This article was originally featured on The Conversation.
One of the most robust measures of Earth’s changing climate is that winter is warming more quickly than other seasons. The cascade of changes it brings, including ice storms and rain in regions that were once reliably below freezing, are symptoms of what I call “warming winter syndrome.”
Wintertime warming represents the global accumulation of heat. During winter, direct heat from the Sun is weak, but storms and shifts in the jet stream bring warm air up from more southern latitudes into the northern U.S. and Canada. As global temperatures and the oceans warm, that stored heat has an influence on both temperature and precipitation.
The U.S. has been feeling this warming in the winter of 2023-24. Snowfall has been below average in much of the country. On the Great Lakes, the ice cover has been at historic lows. Late February saw a wave of summerlike temperatures spread up into the central and eastern U.S., accompanied by the potential for dangerous thunderstorms and wildfire risk. And forecasters expected another above-average warm spell in early March.

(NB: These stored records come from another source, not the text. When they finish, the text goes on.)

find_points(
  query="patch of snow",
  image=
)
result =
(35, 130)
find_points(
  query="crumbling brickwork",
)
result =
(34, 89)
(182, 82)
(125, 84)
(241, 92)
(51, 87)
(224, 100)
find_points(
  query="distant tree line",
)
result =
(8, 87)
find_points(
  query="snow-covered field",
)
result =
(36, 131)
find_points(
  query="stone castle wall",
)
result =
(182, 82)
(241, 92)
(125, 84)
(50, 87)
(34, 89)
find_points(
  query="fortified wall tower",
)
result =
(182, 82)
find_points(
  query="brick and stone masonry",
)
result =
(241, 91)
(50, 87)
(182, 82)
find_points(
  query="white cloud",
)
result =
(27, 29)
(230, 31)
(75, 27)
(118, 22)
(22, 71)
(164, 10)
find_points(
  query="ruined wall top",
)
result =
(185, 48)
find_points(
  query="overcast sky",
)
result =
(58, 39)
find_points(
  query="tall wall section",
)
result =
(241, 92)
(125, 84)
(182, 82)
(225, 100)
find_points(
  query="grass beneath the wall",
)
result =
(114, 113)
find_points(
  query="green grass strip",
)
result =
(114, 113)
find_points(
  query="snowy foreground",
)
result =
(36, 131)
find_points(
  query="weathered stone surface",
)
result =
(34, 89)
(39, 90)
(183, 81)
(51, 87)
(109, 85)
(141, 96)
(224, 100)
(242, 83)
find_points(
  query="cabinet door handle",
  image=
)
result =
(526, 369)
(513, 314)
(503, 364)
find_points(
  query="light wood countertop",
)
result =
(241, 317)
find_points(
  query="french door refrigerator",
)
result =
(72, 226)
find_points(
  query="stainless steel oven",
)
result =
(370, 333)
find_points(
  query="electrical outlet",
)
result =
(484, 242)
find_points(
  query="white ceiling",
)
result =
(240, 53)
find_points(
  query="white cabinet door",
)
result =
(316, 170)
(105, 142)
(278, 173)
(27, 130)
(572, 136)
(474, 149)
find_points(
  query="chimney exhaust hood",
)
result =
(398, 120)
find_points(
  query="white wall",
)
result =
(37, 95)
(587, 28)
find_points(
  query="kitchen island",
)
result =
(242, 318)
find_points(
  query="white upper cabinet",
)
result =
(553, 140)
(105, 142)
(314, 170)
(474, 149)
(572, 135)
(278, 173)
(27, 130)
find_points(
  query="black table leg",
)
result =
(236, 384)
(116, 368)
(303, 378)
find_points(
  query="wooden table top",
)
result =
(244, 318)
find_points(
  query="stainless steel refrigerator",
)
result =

The longer warming trend is evident in changes to growing seasons, reflected in recent updates to plant hardiness zones printed on the back of seed packages. These maps show the northward and, sometimes, westward movement of freezing temperatures in eastern North America.
Ice storms and wet snow
I study the impact of global warming and have documented changes to the climate and weather over the decades.
On average, freezing temperatures are moving northward and, along the Atlantic coast, toward the interior of the continent. For individual storms, the transition to freezing temperatures even in the dead of winter can now be as far north as Lake Superior and southern Canada in places where, 50 years ago, it was reliably below freezing from early December through February.